# Cultured Marble Removal



## jv4511 (Apr 7, 2008)

I've got a customer that needs to re-level his cultured marble tub and replace the particle board sub-floor with plywood and hardy backer before installing a new tile floor. He doesn't want to destroy the tub and surround and is asking me to remove it in tact and reinstall after I've made the structural repairs to the floor. Does anyone have a good way to remove the cultured marble without having to bust it into unusable pieces?


----------



## Jason Whipple (Dec 22, 2007)

Pictures would be helpful.


----------



## Mike Finley (Apr 28, 2004)

I can't picture any cultured marble tub / shower that we have ever demoed (and we've demoed lots of them) that could have been saved. Those things are made up of many panels glued directly to plywood and usually come off in pieces, you rarely even get a panel or two to come out in one piece. The tubs themselves we remove made from that stuff probably weigh close to 800 lbs too. The bottoms are usually about 2 inches thick.


----------



## kevjob (Aug 14, 2006)

make him sign off stating the CM will be damaged even a small chip will ruin the project. can't be done IMHO.


----------



## Cole (Aug 27, 2004)

x3!

Good luck if you move forward with this project!


----------



## skylands (Dec 10, 2005)

Make that #4


----------



## Jason Whipple (Dec 22, 2007)

I've never worked with "cultured" marble before, only the real deal. Is it that tender? I've done a few project were we took marble cladding off the exterior of banks and such.
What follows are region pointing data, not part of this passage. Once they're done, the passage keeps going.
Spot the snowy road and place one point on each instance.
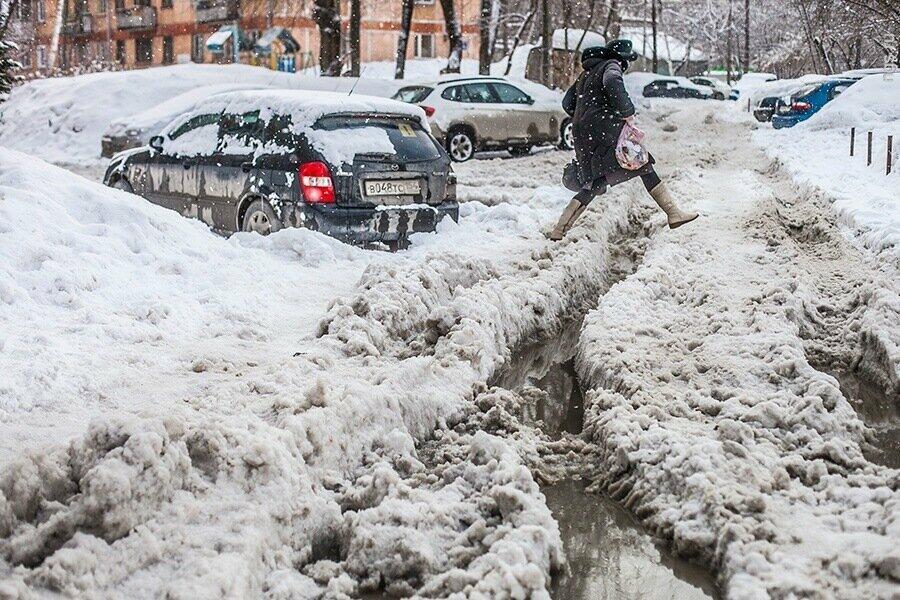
(354, 444)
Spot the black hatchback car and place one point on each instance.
(361, 169)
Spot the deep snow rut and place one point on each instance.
(705, 411)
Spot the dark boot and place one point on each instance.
(567, 219)
(675, 216)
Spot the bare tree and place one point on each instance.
(403, 41)
(454, 35)
(327, 14)
(546, 45)
(355, 51)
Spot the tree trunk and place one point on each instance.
(327, 14)
(57, 28)
(403, 41)
(728, 45)
(746, 36)
(546, 45)
(355, 54)
(654, 63)
(484, 38)
(518, 39)
(613, 21)
(454, 36)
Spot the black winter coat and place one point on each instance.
(598, 105)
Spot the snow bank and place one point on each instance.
(99, 286)
(715, 430)
(235, 475)
(62, 119)
(817, 152)
(873, 102)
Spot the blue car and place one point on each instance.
(808, 101)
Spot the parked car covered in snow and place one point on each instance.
(720, 89)
(136, 130)
(766, 108)
(468, 114)
(358, 168)
(676, 87)
(808, 101)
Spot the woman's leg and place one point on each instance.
(660, 193)
(576, 207)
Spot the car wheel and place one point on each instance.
(261, 218)
(460, 144)
(567, 136)
(122, 184)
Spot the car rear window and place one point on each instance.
(409, 139)
(413, 94)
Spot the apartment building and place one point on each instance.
(140, 33)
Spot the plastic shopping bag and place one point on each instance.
(630, 151)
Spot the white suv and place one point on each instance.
(468, 114)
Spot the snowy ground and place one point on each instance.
(188, 416)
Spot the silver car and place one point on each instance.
(468, 114)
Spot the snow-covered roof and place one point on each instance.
(569, 39)
(218, 39)
(667, 47)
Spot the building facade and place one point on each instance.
(141, 33)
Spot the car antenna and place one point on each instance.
(353, 87)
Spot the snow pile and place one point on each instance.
(99, 287)
(230, 479)
(712, 426)
(63, 119)
(873, 102)
(817, 152)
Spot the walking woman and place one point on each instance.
(599, 107)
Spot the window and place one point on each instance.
(413, 94)
(456, 93)
(838, 89)
(197, 48)
(143, 50)
(424, 45)
(194, 123)
(196, 136)
(168, 50)
(410, 141)
(509, 94)
(479, 93)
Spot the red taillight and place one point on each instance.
(316, 183)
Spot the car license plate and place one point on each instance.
(393, 187)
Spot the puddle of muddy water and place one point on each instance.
(609, 554)
(878, 410)
(610, 557)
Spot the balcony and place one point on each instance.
(136, 17)
(79, 25)
(211, 11)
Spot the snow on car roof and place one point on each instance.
(305, 107)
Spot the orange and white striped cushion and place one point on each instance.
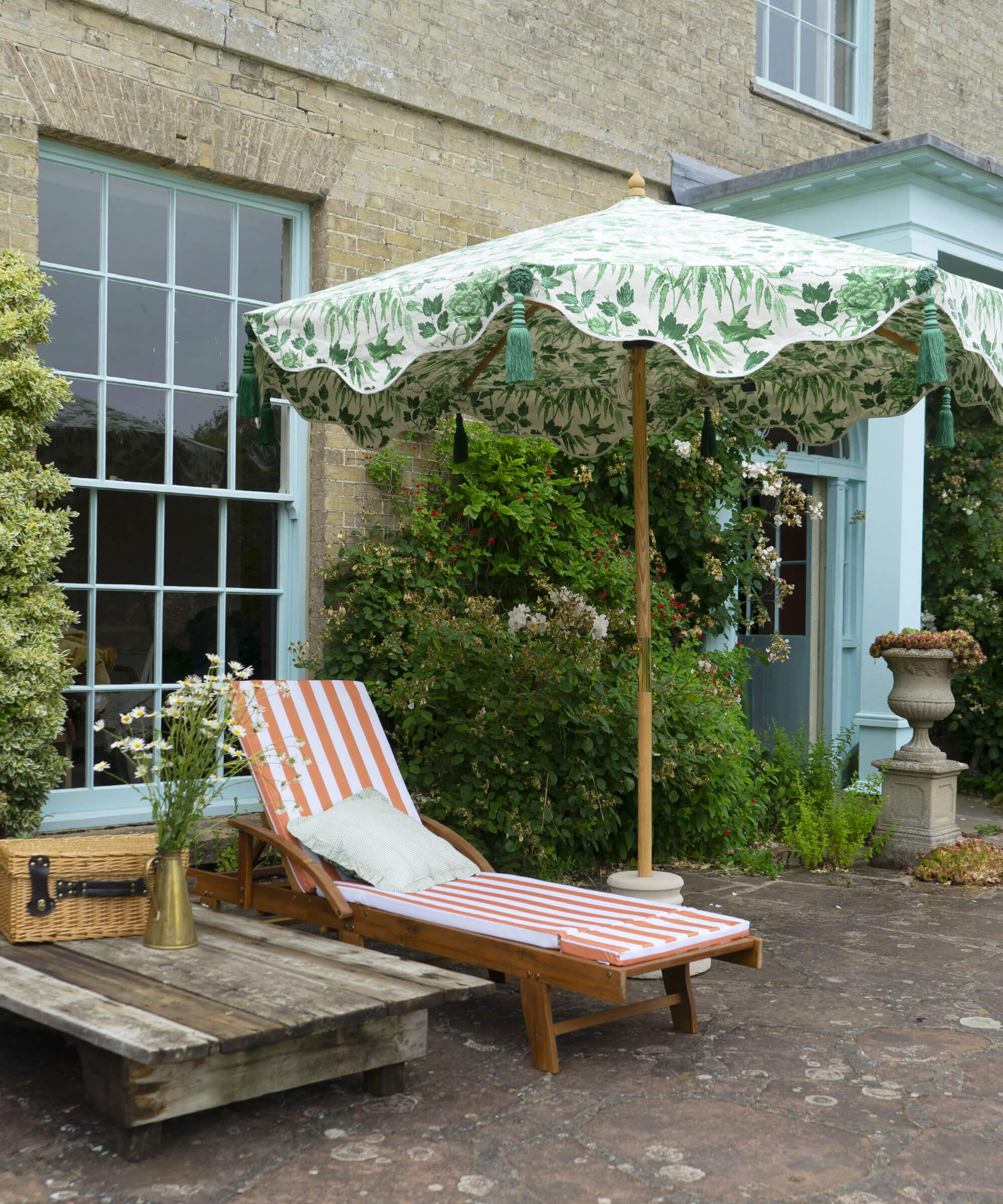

It came of pretty good.

What is Cultured Marble?


----------



## Mike Finley (Apr 28, 2004)

Marble dust mixed with a plastic resin.


----------



## skylands (Dec 10, 2005)

That's really really nice EXCEPT........

the picture's crookedarty:


----------



## Jason Whipple (Dec 22, 2007)

Oh! Now I understand. #5 here!

I remember scribing those back splashes in on a multi unit apartment complex:sad: Yuck! I think I still get white dust from that job that comes out of my belt sander every now and then, and that job was three years ago!:jester:


----------